Although this sandbox model has already been adopted internationally, with countries such as the EU, USA, Japan and Singapore running similar systems to speed up the safe deployment of AI, the AI Growth Lab appears to go further than previous uses in the UK as it is intended to be on a much larger scale, across the economy. The details are yet to be worked out, with a call for evidence seeking views on issues such as whether it should be run centrally by Government or whether individual regulators should run their own sandboxes.
One possibility put forward is that if certain rules are identified through this pilot as being unnecessary or causing an unjustified regulatory barrier, then there may be permanent changes made, potentially using streamlined powers. This suggests the Government may consider bypassing the normal routes for amending regulation or legislation which could give rise to a whole range of issues.

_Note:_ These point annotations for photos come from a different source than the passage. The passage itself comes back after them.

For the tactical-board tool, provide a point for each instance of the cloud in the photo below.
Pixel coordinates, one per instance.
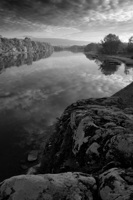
(80, 15)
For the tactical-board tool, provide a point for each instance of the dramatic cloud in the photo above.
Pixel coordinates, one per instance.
(75, 16)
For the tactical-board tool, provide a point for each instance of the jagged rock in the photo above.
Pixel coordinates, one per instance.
(16, 46)
(90, 135)
(116, 184)
(33, 155)
(70, 186)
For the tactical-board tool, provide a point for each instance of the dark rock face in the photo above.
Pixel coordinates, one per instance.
(70, 186)
(18, 46)
(93, 137)
(116, 184)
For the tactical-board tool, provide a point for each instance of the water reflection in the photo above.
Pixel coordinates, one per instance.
(31, 97)
(109, 66)
(22, 59)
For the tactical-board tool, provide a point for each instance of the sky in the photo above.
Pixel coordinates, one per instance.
(86, 20)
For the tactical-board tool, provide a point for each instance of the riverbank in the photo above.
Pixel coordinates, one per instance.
(126, 94)
(93, 137)
(16, 46)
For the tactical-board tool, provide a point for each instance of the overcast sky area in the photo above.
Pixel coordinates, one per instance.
(88, 20)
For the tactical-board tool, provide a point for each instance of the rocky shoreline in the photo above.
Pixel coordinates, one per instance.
(89, 155)
(16, 46)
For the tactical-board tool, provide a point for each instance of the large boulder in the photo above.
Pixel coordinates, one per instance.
(116, 184)
(70, 186)
(91, 136)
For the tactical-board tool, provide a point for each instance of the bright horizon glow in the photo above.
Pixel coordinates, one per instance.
(80, 20)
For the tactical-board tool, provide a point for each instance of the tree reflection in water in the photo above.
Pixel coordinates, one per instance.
(21, 59)
(107, 66)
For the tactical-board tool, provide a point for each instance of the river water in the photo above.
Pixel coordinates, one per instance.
(34, 92)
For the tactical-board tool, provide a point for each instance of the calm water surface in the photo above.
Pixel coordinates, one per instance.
(34, 94)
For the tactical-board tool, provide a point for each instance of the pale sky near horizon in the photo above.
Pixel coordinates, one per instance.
(88, 20)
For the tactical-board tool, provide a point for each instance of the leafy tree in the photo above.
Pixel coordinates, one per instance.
(130, 45)
(110, 44)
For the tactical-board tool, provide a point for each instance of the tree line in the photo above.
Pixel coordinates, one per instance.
(111, 45)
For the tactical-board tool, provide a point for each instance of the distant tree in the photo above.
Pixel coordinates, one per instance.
(93, 47)
(110, 44)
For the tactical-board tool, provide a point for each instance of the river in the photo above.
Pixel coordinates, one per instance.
(34, 92)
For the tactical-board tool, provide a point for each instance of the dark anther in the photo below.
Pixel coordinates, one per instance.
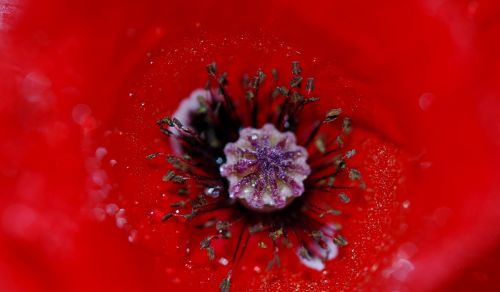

Importantly, there will be some "red lines", ie certain rules that should never be relaxed or removed, for example in the areas of consumer protection, safety and human rights, and the call for evidence questions where these red lines should be drawn.
The call for evidence also seeks views on what level of scrutiny is appropriate for oversight of the sandbox, and has suggested primary legislation could give ministers a power to create individual sandboxes via secondary legislation. This secondary legislation would enable time-limited, targeted modifications to specified sectoral regulations if they are hindering AI adoption. In turn, licences for participant firms in the sandbox would specify innovation-specific safeguards, monitoring and restrictions. To those in regulated industries, such a model may sound strikingly familiar – which begs the question, how innovative and different will this proposed system for regulation of AI really be?
Conclusion
The rapid advancement, adoption and influence of AI presents challenges which require the quick adaptation of existing regulatory frameworks, or the formulation of new systems. Recent pilot initiatives are trying to approach regulatory and legislative change in a new way by promoting dialogue, cross-regulatory collaboration and adaptability to ensure that regulations impose safeguards without hindering innovation.
Many fundamental questions remain to be answered, such as the role that we want AI to play in our society, the level of risk we are willing to take in the name of innovation and how regulation hopes to keep up with technological developments. Effective pilots have been lauded on the basis that if this collaborative, adaptive and industry-based approach to regulation is effective, it may present an opportunity to change the way we approach regulation itself. But a small scale pilot under tightly controlled conditions is rather different to wholescale regulation. As the suggestions around the AI Growth Lab demonstrate, it may not be that easy to come up with truly new models of regulation that can achieve the magic balance between innovation and oversight. Perhaps someone should ask Gen AI?